This time, promises alone may not feed North Korea
U.S. seems determined to hold out food aid until it sees moves to disarm

By Blaine Harden
Washington Post Foreign Service
Thursday, November 19, 2009

SEOUL -- For the Obama administration, North Korea has followed a familiar script. It has made trouble, exploding a nuclear device. It has made nice, inviting U.S. officials to visit. And it has made a mess of growing food, needing handouts from the rich countries it threatens.

President Obama, in a meeting here Thursday with South Korean President Lee Myung-bak, will focus on North Korea's vexingly repetitive behavior and discuss strategies to lure the isolated state into giving up its nuclear program.

One lure was announced last week: The Obama administration will satisfy the North's desire for high-level personal contact with the United States, sending a special envoy, Stephen W. Bosworth, to Pyongyang. His limited mission will be to persuade North Korean officials to return to Beijing and resume disarmament talks with China, Russia, Japan, South Korea and the United States.

But Obama is not planning to win concessions from Kim Jong Il's government by sending food, even though a food crisis is again developing in the North.

"Food aid will not be a part of the package," said a senior administration official traveling with the president. "This is about North Korea's obligations with regard to its nuclear program and the six-party talks."

The Obama administration says it knows better than to reward North Korea for merely promising to stop behaving badly. As Defense Secretary Robert M. Gates has put it, "I am tired of buying the same horse twice."

Still, it is a Washington buying habit that has proved hard to break. Presidents Bill Clinton and George W. Bush traded food for talks with North Korea at least 13 times, according to a chart compiled by Stephan Haggard and Marcus Noland, co-authors of several books on famine in the North.

The tough line that Obama appears to be taking on food has been more than matched in the past two years by South Korea.

Under Lee, a right-of-center construction executive who was elected president in 2007, Seoul halted a decade of massive and unconditional shipments of food and fertilizer to North Korea.

The cutbacks infuriated Kim's government while depriving the North of about half a million tons of food a year and of the chemical fertilizer needed to grow an additional half-million tons.

As a consequence of those aid cuts and of its own disastrous agriculture policies, North Korea is again at risk of widespread and life-threatening food shortages, experts say.

"It is very urgent now because all the reserves have been used up in the past two years," said Kwon Tae-jin, a director of the Seoul-based Korea Rural Economic Institute. "At this harvest, even farmers are having a hard time getting access to their own food because the military extracts a big part of production."

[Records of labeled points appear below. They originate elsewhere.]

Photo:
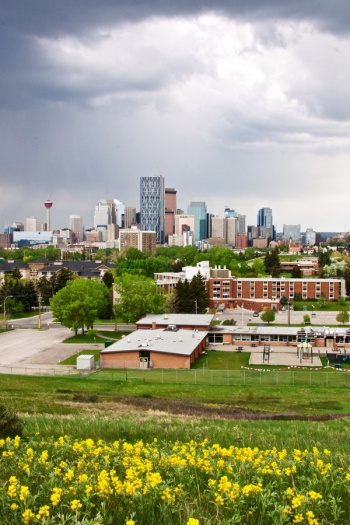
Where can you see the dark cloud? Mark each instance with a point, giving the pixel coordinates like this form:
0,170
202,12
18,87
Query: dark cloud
94,95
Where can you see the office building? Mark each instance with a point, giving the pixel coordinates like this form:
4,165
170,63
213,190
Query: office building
199,210
102,214
76,227
170,212
184,223
291,232
129,217
152,206
241,224
145,241
265,218
310,237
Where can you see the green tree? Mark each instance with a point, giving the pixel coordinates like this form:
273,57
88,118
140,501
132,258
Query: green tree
79,303
138,296
342,317
108,279
268,316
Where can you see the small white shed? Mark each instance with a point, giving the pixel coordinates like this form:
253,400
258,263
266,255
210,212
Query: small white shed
85,362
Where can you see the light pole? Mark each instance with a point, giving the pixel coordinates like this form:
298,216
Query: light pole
288,313
7,296
39,319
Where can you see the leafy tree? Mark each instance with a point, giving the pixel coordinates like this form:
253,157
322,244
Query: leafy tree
108,279
259,267
138,296
61,278
343,317
268,316
79,303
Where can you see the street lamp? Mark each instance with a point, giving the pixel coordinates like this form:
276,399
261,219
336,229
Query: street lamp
288,313
7,296
39,318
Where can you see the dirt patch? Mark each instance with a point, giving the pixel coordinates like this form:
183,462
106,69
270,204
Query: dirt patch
149,406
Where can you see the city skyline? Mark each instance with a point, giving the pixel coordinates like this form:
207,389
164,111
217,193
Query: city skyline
239,104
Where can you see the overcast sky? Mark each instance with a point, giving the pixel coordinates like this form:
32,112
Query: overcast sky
237,103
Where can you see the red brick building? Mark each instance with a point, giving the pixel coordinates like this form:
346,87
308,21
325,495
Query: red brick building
261,293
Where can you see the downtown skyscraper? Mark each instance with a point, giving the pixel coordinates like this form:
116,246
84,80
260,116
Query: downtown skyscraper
152,205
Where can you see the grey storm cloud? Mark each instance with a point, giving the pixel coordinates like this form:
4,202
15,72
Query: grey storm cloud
239,103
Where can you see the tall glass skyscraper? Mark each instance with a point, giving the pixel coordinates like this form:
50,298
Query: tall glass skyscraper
199,210
152,207
265,217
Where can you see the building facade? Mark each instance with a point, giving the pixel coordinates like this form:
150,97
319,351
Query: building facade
199,210
152,206
261,293
76,227
145,241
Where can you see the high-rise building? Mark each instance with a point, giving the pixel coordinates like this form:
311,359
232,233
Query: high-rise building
103,214
129,217
170,211
241,224
199,210
76,227
48,206
291,232
265,217
310,237
184,223
34,224
152,206
145,241
225,228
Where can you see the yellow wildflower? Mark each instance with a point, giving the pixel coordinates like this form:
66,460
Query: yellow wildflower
76,505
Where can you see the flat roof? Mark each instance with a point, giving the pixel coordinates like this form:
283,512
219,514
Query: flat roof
179,342
177,319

State distribution of food rations has declined continually throughout 2009, Kwon said. Much of this food, he said, is being diverted by corrupt officials and sold in private markets.

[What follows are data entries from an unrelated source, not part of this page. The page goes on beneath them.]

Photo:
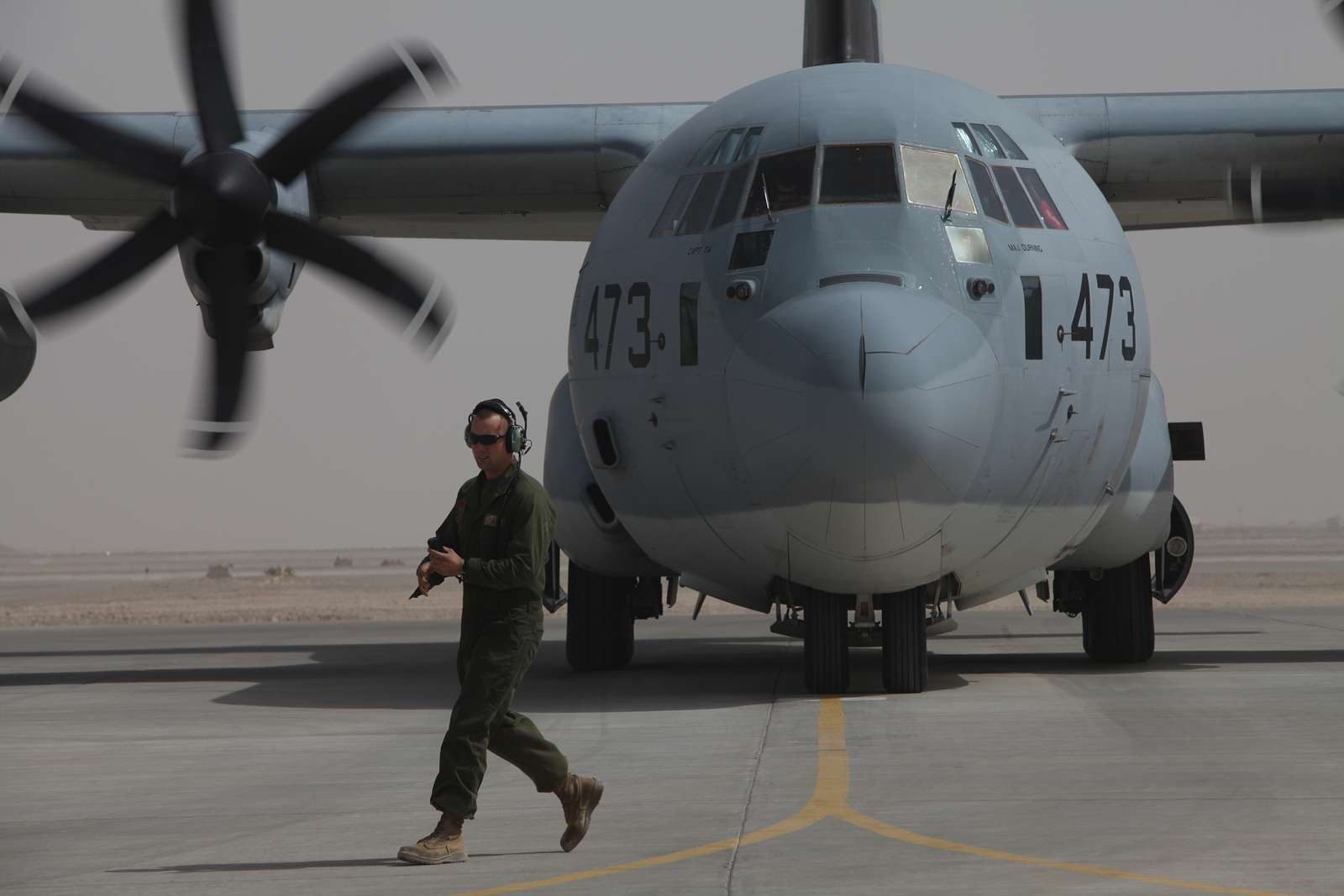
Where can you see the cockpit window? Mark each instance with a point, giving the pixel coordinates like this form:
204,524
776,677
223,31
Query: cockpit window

A food crisis will strike North Korea between March and June of next year, if estimates of a poor harvest are accurate, according to Kim Chun-sig, director general of policy at South Korea's Unification Ministry.

North Korea lacks arable land, denies incentives to farmers and cannot afford fuel or modern machinery. Even in good years, it falls about 1 million tons short of the 5.5 million tons of rice, corn and other crops it needs to fill the most basic needs of its 23.5 million people.

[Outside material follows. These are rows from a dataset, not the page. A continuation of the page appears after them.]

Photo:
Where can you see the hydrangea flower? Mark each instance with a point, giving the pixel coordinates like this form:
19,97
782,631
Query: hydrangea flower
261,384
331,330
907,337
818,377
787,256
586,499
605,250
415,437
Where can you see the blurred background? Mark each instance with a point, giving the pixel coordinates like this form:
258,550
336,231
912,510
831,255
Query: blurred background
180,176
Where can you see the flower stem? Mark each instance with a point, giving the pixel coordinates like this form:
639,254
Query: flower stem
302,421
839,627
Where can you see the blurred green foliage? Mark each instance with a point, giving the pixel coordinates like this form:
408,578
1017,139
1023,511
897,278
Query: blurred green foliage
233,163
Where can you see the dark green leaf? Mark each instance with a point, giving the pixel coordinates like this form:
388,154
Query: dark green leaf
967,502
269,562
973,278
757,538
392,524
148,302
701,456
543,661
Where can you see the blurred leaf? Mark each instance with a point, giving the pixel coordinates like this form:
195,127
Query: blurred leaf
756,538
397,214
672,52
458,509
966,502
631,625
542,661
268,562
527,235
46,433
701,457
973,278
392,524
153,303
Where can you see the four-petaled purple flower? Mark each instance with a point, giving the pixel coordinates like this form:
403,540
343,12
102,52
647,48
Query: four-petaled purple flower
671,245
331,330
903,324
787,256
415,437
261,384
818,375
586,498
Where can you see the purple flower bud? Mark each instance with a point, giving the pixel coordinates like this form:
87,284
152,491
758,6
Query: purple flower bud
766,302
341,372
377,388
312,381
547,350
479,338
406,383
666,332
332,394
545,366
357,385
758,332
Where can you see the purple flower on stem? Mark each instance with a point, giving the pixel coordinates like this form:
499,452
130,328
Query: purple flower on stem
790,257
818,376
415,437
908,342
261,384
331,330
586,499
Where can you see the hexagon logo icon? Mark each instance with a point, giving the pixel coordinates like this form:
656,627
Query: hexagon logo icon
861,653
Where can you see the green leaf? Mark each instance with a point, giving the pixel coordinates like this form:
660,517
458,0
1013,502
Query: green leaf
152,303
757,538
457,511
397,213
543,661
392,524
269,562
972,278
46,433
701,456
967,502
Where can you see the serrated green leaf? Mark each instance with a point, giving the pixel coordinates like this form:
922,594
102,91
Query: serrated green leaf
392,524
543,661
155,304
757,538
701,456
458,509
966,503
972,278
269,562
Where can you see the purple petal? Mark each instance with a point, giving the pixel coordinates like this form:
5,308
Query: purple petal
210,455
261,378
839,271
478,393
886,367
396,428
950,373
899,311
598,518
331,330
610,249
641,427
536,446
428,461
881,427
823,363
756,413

In the past year, U.N. food agencies have estimated that about a third of the population is malnourished, with rates highest among children, pregnant women and the elderly. Stunting is common, infant mortality is abnormally high, and severe malnutrition among young children has caused widespread mental retardation, doctors and U.N. nutritionists say.

"The current diet of most North Koreans is far from normal from a nutritional perspective and puts the health and development of the people at risk," said Torben Due, country director in Pyongyang for the U.N. World Food Program.

North Korea's government has announced that this year's crop increased slightly over last year's, but South Korean experts have concluded that the official crop report is a gross overestimate and that bad weather has caused a 20 percent decline in the supply of corn, a staple of the country's poorest people.

In a move that suggests urgent need, North Korean Red Cross officials meeting last month with their South Korean counterparts asked for 100,000 tons of food aid. South Korea countered with an offer of 10,000 tons.

Seoul has offered much larger donations, but only if it can monitor who receives the food.

"To provide food aid, we must be assured of transparency in distribution of it," said Kim at the Ministry of Unification.

North Korea has refused to discuss food monitoring.

Early this year, a Bush-era donation of 500,000 tons of U.S. food aid was suspended, apparently because of a dispute over monitoring.

North Korea declined to abide by its pledge to place "no limits" on the number of Korean-speaking employees from the World Food Program who could monitor delivery of U.S. food.

To calm widespread fear inside North Korea of imminent food shortages, North Korean radio made a highly unusual announcement in September that Russia and Vietnam have sent aid, according to the Seoul-based Institute for Far Eastern Studies.

An unknown in the food aid equation is China, North Korea's closest ally and primary patron.

It usually provides about a quarter-million tons of food at discounted prices, but this year there is no way to know what it will sell to the North.

In August, Beijing abruptly and without explanation stopped publishing figures for its trade with Pyongyang.